Computational Models of Social Behavior
Prof. Braumoeller made each [class meeting] more interesting than the previous. He has a good sense of humor, but is still serious enough that all the work gets finished. — participant from the U.S.
This course provides participants with an overview of models of social behavior and an introduction to the computational tools used to implement them. We begin with simple dynamic models of behavior, such as the Lotka-Volterra predator-prey model and Richardson's arms race, and work through more nuanced categories of models, such as agent-based, network, feedback, and contagion/diffusion models. We touch on behavioral models captured in common statistical models (e.g., models of selection and endogeneity) and end with a discussion of how to engage in multi-model thinking. Throughout the course, we discuss canonical social science models, with an emphasis on simulation and application.
This course is a standalone course that does not require any prior background or knowledge in programming.
Dates
This course was offered in 2021.
Instructor
Bear F. Braumoeller, Ohio State University
Detailed Description
The core knowledge of any discipline is made up of theoretical models. In the natural sciences, we have classical thermodynamics in chemistry and the Bohr model of the atom in physics. Similarly, political science has the median voter theorem, sociology Granovetter's threshold model of collective behavior, ecology the Daisyworld model, and the Prisoner’s Dilemma is prevalent throughout the social sciences. In the field of international relations, theoretical models like the security dilemma and offense-defense theory are pervasive in the languages of both the academic and policy communities. Theoretical models create a shared, interrelated set of ideas that help us understand the world.

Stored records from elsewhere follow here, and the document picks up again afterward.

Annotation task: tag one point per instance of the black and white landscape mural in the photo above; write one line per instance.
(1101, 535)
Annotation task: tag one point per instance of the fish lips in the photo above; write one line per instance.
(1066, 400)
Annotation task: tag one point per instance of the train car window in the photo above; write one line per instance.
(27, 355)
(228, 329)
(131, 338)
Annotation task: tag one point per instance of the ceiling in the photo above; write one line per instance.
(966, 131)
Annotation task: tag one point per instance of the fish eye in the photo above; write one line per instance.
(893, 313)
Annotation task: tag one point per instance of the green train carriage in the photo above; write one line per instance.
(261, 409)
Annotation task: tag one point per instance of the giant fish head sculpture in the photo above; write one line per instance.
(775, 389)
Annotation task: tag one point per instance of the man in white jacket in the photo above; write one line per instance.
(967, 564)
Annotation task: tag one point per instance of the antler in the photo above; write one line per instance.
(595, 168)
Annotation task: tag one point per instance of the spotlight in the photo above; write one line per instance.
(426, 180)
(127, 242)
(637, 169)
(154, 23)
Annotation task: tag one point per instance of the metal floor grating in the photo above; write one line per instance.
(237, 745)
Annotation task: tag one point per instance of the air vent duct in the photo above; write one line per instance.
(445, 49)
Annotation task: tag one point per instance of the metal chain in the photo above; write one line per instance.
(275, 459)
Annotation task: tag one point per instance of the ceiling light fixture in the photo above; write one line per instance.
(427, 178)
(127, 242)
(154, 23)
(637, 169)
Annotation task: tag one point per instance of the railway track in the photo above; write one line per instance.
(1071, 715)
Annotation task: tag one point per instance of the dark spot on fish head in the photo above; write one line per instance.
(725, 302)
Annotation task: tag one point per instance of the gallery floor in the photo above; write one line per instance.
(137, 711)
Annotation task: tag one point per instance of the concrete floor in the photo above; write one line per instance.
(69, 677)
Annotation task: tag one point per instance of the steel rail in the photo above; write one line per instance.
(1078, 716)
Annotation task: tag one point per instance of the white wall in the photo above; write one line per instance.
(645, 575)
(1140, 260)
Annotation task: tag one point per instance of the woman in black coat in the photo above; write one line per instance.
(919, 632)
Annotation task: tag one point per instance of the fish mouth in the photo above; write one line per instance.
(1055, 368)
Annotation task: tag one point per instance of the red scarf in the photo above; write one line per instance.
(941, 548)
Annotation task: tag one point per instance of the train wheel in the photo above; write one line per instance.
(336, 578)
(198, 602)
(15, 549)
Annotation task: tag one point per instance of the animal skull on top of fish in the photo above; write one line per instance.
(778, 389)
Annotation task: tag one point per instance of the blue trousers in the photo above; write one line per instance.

While explanations in the social sciences generally involve both theories and tests of those theories, we tend to teach the testing much more than we teach the theorizing. Because the most basic models used for statistical testing are concrete and widely used, we have increasingly adopted them as theoretical models, even though they often do not reflect a very coherent theory. When they do not reflect a concrete theory, their results are not particularly meaningful. Having a diverse catalog of theoretical models on hand can serve as a counterweight to generic empirical models and help people to think about social science explanation in new ways. Showing the details of how these models are constructed gives social scientists the building blocks they need to tailor new theoretical models to their own needs.
This course is an introduction to and survey of theoretical models in the social sciences. We will survey a wide range of models, including network models, agent-based models, system-dynamics models, feedback, contagion, and diffusion. In the course of doing so, participants will be familiarized with some of the most canonical behavioral models in the social sciences. The goal of the course is to give students the ability to translate a wide range of theoretical intuitions into formal computational models. For that, we will use simulation as a tool to codify the assumptions of models and interpret the often-surprising implications of even very simple interactions. By the end of the course, participants will have both a variety of theoretical lenses through which to view phenomena of interest and a basic working knowledge of the tools needed to create their own original models.
Prerequisites
There are no prerequisites for this course. However, some familiarity with programming languages, such as Logo and/or R, would be helpful.
Requirements
Participants are expected to have access to an internet-connected computer. Access to data, temporary licenses for the course software, and installation support will be provided by the Methods School.
Core Readings
Page, Scott E. 2018. The Model Thinker: What You Need to Know to Make Data Work for You. 1st edition. New York, NY: Basic Books.
Wilensky, Uri, and William Rand. 2015. An Introduction to Agent-Based Modeling: Modeling Natural, Social, and Engineered Complex Systems with NetLogo. Cambridge, MA: MIT Press.
Suggested Readings
Will be provided.